Der Rechtsstreit war wie die Urteilsbegründung kurz und bündig. Die Augsburger Richter bescheinigten dem Läufer angemessen reagiert zu haben und warfen dem Hundebesitzer im Gegenzug vor, seinen Dalmatiner nicht in ausreichender Weise beaufsichtigt zu haben.

Verantwortung der Hundeführer, ihre Hunde von anderen fernzuhalten

Als Grundsätze für korrektes Verhalten für Hundeführer arbeitete das Gericht heraus, dass

  • sie aufpassen müssen, dass ihre Hunde nicht auf Jogger zulaufen,
  • sie akzeptieren müssen, dass es Läufer gibt, die Angst vor Hunden haben,
  • sie nicht erwarten dürfen, dass der andere erkennt, ob ihr Hund in Angriffsabsicht auf sie zuläuft oder nicht,
  • sie ihren Hund im Zweifelsfall an die kurze Leine nehmen sollen.

(Scheinbar) bevorstehender Angriff reicht für Abwehrmaßnahmen

Jogger müssen nicht abwarten, bis sie tatsächlich gebissen werden.

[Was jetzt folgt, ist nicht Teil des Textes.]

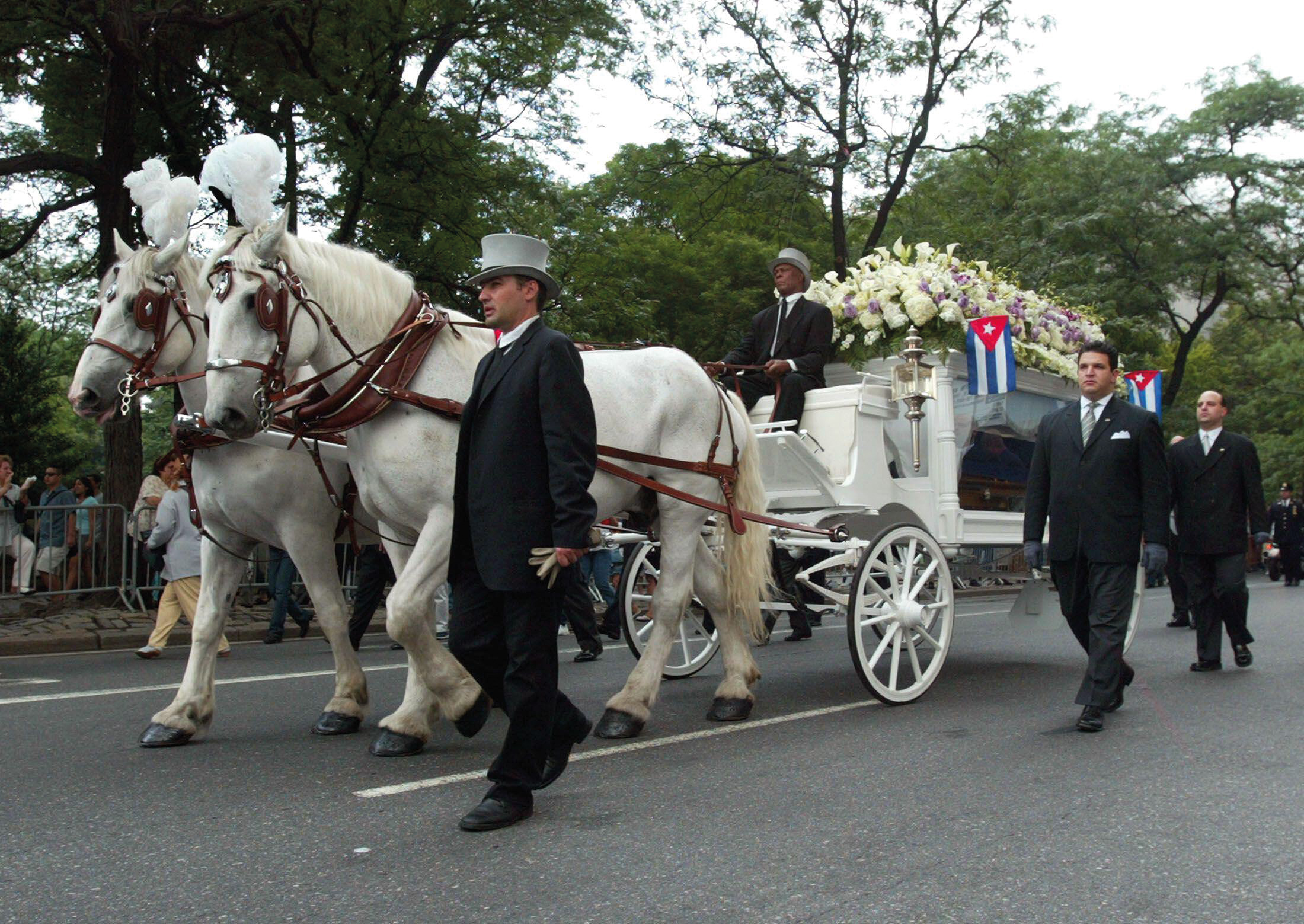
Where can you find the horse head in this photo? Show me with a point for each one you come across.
(142, 303)
(261, 328)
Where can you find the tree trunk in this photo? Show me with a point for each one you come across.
(286, 116)
(839, 220)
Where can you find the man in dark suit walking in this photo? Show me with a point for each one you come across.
(1287, 528)
(1217, 490)
(792, 339)
(526, 458)
(1098, 472)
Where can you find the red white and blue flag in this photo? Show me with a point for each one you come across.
(1146, 390)
(992, 356)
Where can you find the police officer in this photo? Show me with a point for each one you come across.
(1286, 519)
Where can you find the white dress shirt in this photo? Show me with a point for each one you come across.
(516, 334)
(787, 302)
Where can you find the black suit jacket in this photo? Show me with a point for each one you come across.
(1102, 498)
(806, 339)
(1216, 497)
(526, 458)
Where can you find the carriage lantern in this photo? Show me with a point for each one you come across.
(913, 383)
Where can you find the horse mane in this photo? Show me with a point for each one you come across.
(362, 292)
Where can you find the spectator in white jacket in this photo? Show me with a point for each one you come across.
(180, 541)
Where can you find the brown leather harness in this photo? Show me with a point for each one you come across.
(390, 365)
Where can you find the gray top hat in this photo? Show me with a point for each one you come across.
(794, 257)
(516, 256)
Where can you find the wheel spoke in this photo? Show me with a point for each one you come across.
(908, 571)
(896, 658)
(883, 643)
(915, 658)
(923, 579)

Da der Abstand zu dem Dalmatiner nur noch eineinhalb Meter betrug, war es für den Jogger völlig legitim den Schrillalarm auszulösen. Der Hundebesitzer hat den Rechtsstreit nicht weiterverfolgt; das Urteil ist rechtskräftig.

(AG Augsburg, Urteil v. 3.5.2018, 18 C 920/18).